Time to get the heck outta Dodge! :nailbiting:

You sound like you have impeccable critical thinking skills, and I think you will make a great ICU nurse!

Specializes in Trauma ICU, Neuro ICU, Surgical ICU, ED.

Here.I.Stand, you are exactly right in what you have said, and I totally agree. The incident I mentioned earlier in the comments about how my primary manager took issue with the way I handled a situation involved me telling the doctor, "I'm not giving 40 of Lasix to a patient with a systolic BP in the 50s. But if you would like to give it, I would be glad to retrieve it for you. I will just make sure to document who gave it, as I don't feel comfortable with that." This was apparently disrespect and overstepping my bounds.

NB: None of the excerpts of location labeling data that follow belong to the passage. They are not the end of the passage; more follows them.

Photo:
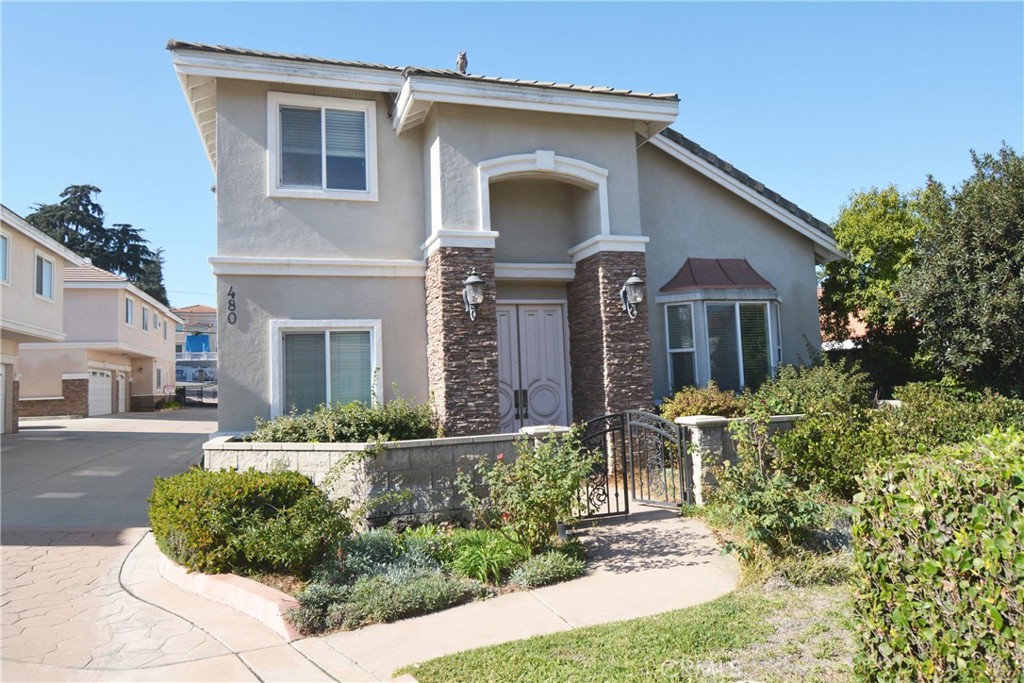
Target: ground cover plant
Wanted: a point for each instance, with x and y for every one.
(383, 575)
(395, 420)
(245, 522)
(940, 560)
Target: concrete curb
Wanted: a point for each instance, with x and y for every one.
(261, 602)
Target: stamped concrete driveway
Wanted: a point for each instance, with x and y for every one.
(74, 504)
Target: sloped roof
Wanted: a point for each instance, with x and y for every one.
(90, 273)
(412, 71)
(712, 273)
(756, 185)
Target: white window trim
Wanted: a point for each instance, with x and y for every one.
(274, 102)
(276, 370)
(35, 275)
(773, 359)
(6, 279)
(669, 350)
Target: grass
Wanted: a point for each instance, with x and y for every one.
(786, 635)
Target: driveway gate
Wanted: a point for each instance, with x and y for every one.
(644, 460)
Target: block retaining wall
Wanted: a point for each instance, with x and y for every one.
(426, 468)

Thank you for your kind words. I feel like my experience thus far has really taught me a lot, and I am grateful for the things I have learned at this hospital. However, it certainly is time to move on. I'm very grateful that I have landed an interview in an ICU full time, and I hope to secure a new job soon.

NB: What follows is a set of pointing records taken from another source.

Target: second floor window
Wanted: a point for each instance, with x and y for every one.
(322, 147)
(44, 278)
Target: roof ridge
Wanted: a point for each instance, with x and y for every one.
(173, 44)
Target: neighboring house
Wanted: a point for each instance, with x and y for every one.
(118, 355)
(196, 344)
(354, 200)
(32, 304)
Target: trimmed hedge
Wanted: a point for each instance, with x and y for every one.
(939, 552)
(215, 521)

On an FYI legal note: As nurses, we practice under our own licenses and are accoundtable for our decisions and actions. Nurses can no longer use the excuse of documenting that we called the doctor or notified the charge nurse. More frequently in courts of law and malpractice cases, nurses are being sued individually and are responsible for their own actions and decisions. I don't say this to scare you or to imply that there will be any pending legal action here, but many hospitals will likely only cover you IF you are currently employed at that facility if a lawsuit does arise, so I highly suggest getting your own for the future regardless, but especially if you end up staying at that facility. From what you describe, this hospital caters to physicians b/c they likely bring in the cash for the hospital and it sounds as if nurses at your facility are encouraged to fuction with very little autonomy. I think your decision to seek employment elsewhere is a wise one as your profession does not sound like its valued or supported from the institution you work for. Discussing the pt presentation with your colleagues can help you work through the details & I suggest asking for their rationale in their decisions (ie, NOT calling the MD in regards to the elevating troponin and hypotension) and if you dont agree with their evidence or rationale, then you have to elevate the chain of command to advocate for your patient.

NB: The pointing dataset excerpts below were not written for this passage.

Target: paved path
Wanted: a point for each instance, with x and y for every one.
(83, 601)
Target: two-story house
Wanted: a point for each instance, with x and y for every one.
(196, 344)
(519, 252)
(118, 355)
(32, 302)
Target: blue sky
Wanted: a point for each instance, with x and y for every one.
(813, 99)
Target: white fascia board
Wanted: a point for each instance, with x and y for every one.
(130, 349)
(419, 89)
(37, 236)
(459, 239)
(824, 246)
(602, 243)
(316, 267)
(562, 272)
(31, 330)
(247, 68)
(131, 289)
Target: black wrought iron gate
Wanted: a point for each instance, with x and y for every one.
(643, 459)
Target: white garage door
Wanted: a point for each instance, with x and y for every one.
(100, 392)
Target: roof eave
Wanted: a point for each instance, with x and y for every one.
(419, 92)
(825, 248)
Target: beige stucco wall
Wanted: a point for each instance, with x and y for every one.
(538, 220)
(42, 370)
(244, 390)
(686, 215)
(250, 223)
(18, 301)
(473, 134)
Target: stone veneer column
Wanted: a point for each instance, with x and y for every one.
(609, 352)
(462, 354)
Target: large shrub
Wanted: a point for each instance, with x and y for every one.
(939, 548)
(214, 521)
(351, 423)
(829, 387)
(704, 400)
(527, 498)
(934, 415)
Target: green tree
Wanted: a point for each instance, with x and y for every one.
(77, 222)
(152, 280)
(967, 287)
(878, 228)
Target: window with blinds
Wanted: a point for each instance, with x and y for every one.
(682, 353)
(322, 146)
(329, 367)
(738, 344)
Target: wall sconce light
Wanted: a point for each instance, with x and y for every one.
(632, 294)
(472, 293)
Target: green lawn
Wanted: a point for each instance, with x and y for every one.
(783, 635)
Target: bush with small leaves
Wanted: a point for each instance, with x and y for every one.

As far as your patients case, your thought processes are on the right track as far as thinking on an advanced level. From your story and your findings, my concern(s) here would have been the obvious you already mentioned and: 1) aspiration, 2) septic shock 3) cardiogenic shock, 3) multi system organ failure. I would have been VERY concerned from the beginning about the known diagnosis of PNA and sepsis causing a coaglation cascade, thereby causing a thrombus which may have found its way to his heart, lungs or any other essential organ. This may have been the thought process of the doctors in mention to the shift in oxygen dissociation curve? If he already had a known pneumonia, he likely needed more than Levaquin so you were correct in your inquiries in reference to antibiotic therapy. Although his drop in pressure could have been related to initiation of the BiPAP, but with the elevating WBC count, I would have been thinking about aggressive sepsis treatment. If he had infiltrates on his CXR, he may have been fighting the pneumonia for a while. Was there ever a lactate done ? If he was elderly AND was septic, the pt was likely more confused from his baseline which made it difficult for you to assess him in regards to him having any chest pain or complaints. It sounds as if you were concerned regarding cardiac damage and I think your concerns were warrented, but would this patient have been a candidate for another cardiac cath, thrombolytics or another CABG if that were the case ? Food for thought...

The nursing shortage will peak and fall as it always has through the centuries. For now, take yourself and find a job in a facility where you are valued and appreciated, wherever that may be. You owe it to yourself.